Because of this, a larger funnel at the mouth — that is, the advertising campaign — might not be the ideal way to produce an optimal number of absolute users at some later-stage retention date (eg. Day 30). Consider a third cohort, derived from a lower CTR than the first two (4% vs. 5 and 6%) but from a higher install rate (90% vs. 60% in both of the other cases). This could happen with much more specifically targeted advertising creatives: ads that are meant to very accurately reflect what, exactly, the product is and does, attracting only the most relevant users and repelling those for whom the product would not be a good fit.
While this cohort is smaller than the first two at the click stage (that is, fewer people clicked on the ads), it is the same size at later stages in the funnel.
Now, finally, consider a fourth cohort, derived from the same CTR and IR (4% and 90%, respectively) as the third but with a higher retention profile of 65, 33, 16% Day 1, 7, and 30 retention (all three previous cohorts were visualized using the same 60, 30, 15% retention profile). Such a case isn’t hard to imagine: given a lower CTR (more specific / direct ad creatives) and a higher IR (more relevant users), it’s conceivable that the users downloading the app from this campaign would have a more relevant use case for it and would thus retain better because they have a better idea of what they’re getting in downloading it.
This cohort is larger at Day 30 than all three previous cohorts, yet it’s smaller at the click stage (because it has a lower CTR).
This exercise hopefully illustrates the need to consider retention within the context of the marketing funnel (and vice versa); or, put another way, to optimize on the basis of one unified user journey funnel as opposed to two perceived independent funnels (marketing and in-product).
The two über-points here are that 1) considering the marketing and in-product funnels independently delivers local optimizations that might not actually facilitate a maximum total level of late-stage retention (and, hopefully by proxy, revenue). Simply optimizing for CTR might produce low-retaining users, and simply optimizing for retention could constrict scale (and thus overall revenue).

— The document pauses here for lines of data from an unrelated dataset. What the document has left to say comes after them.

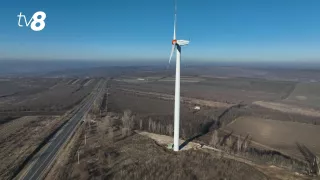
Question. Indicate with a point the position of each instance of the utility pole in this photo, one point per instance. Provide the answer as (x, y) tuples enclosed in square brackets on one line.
[(78, 157)]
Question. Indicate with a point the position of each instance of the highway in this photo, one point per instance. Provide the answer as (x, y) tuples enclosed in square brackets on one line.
[(47, 156)]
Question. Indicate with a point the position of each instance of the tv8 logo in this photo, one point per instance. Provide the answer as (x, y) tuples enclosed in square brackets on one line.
[(35, 20)]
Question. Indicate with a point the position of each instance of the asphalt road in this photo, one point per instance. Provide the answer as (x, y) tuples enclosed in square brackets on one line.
[(48, 155)]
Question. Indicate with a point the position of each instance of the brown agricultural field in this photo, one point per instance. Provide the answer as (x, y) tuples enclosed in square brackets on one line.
[(58, 97), (279, 135), (305, 94), (233, 90)]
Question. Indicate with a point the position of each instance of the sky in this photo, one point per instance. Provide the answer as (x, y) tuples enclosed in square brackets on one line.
[(219, 30)]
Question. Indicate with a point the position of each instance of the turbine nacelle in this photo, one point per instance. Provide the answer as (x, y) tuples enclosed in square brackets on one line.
[(180, 42)]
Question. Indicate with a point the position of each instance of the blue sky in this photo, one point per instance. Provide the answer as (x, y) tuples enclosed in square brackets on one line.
[(227, 30)]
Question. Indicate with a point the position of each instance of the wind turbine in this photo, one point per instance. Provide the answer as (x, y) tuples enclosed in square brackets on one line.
[(176, 46)]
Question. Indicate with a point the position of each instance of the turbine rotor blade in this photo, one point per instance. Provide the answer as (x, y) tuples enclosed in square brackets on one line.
[(175, 19)]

2) Scale is critically important in freemium. For this reason, looking only at percentages (be they retention rates, click-through rates, or install rates) can blind a marketer to the harsh reality of low monetization conversion in freemium. Analyzing product metrics via percentages is important, but it’s also important to consider absolute user numbers: a campaign producing both very high CTR metrics and very high retention metrics might not ultimately be the best source of users if it can’t scale to produce an adequately high level of DAU.